Estos dos cortos sirven de medida de la creatividad que eran capaces de desplegar los Fleischer en los años 20, pues con los recursos e imaginación derrochados sólo en ellos, se podrían llenar temporadas enteras de animación actual y aún sobraría. No obstante, lo asombroso es que los Fleischer, Max y Dave, parecían contar en esa década con una fuente inagotable de ideas, de forma que cada corto parecía ser mejor y más audaz que el anterior. Así en Puzzle (1923), la guerra en la que se enzarzan Max y Koko concluye con el animador atrapado dentro del tablero de dibujo en la misma trampa que había dispuesto para su criatura, viéndose obligado a atravesar un laberinto subterráneo, cuya única salida, tras mucho gatear y escalar, es el mismo tintero que del que Max saca la tinta que utiliza para dibujar a Koko.

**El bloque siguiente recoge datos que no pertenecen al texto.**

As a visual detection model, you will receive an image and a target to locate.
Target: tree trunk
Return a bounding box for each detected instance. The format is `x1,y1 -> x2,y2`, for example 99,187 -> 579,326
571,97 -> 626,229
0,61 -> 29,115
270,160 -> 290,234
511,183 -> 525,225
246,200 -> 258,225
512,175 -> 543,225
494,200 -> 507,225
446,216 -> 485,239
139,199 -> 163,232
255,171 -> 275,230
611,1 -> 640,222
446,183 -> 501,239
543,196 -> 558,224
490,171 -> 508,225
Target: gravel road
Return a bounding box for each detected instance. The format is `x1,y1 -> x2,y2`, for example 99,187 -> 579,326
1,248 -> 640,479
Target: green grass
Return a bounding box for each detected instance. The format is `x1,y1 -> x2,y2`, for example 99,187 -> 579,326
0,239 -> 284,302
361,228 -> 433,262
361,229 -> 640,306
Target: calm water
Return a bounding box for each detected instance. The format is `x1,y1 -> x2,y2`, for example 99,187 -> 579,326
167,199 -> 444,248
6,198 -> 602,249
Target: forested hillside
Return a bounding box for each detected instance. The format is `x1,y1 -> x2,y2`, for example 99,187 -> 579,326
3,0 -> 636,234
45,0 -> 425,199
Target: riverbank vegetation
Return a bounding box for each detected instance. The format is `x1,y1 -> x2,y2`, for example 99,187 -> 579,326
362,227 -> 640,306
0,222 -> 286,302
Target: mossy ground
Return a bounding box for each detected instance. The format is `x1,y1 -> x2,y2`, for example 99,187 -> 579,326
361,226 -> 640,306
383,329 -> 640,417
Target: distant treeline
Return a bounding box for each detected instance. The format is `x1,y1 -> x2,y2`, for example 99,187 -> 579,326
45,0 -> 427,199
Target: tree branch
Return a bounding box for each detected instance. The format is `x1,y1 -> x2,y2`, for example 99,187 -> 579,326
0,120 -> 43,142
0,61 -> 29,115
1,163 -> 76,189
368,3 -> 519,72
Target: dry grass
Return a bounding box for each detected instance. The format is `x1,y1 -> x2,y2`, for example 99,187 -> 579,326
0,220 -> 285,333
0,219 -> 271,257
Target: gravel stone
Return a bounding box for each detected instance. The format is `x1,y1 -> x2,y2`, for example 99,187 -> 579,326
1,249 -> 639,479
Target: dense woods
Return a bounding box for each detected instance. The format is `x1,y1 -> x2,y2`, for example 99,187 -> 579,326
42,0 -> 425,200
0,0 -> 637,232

La diversión no cesaría en toda la década, así en un corto como The Cartoon Factory (1924), Max inventa una máquina que le permitirá crear dibujos animados en serie, sin contar con que Koko la manipulará para construir un ejército de réplicas suyas con las que rebelarse contra su creador, el cual acabará combatiendo el fuego contra el fuego, recuperando su invento y poniéndolo a funcionar a toda potencia para crear clon tras clon suyo, culminando el corto en una auténtica batalla campal en las que las fronteras entre la realidad y lo imaginado se han disuelto por completo. Una confusión entre ambos mundos, realidad y dibujo, creador y criatura que culminará en Vaudeville (1926), donde Max acaba ingiriendo el frasco de tinta con el que dibuja a Koko, para disolverse ante nuestro ojos, transformándose en una mancha de tinta viva, capaz de combatir a Koko en su propio terreno.

Finale

Ejemplos como estos podrían acumularse uno tras otro, sin servir para otra cosa que para reafirmar la certeza de que los 20 fueron la década prodigiosa de ambos Fleischer. Nunca después, a pesar de la altura de su producción posterior, llegarían a alcanzar las cumbres de libertad e imaginación, de rebeldía y subversión de estos primeros cortos de Out of the Inkwell, salvo excepciones e insertos aislados. Incluso el mismo Koko evolucionaría al final de los 20 hasta convertirse en un dibujo animado más, desapareciendo la guerra continua en la que se enfrascaba con su creador, un signo de que el público desaprobaba esa mezcla entre realidad y ficción, prefiriendo que cada cosa permaneciese en su sitio sin mezclarse con las otras. En esta última época, ya como personaje aislado, Koko aún protagonizaría cortos magníficos como Koko’s Earth Control (1928), donde inadvertidamente causa el fin del mundo, pero serían ya su canto del cisne, antes de devenir secundario en los cortos de Betty Boop de los 30 y desaparecer por completo.

En conclusión, y como siempre digo, no me hagan caso, ni a mí ni a mis notas incompletas, busquen los cortos de los Fleischer, ya saben dónde, y quédense con la boca abierta descubriendo como era la animación antes de la animación, bueno, antes de esa animación.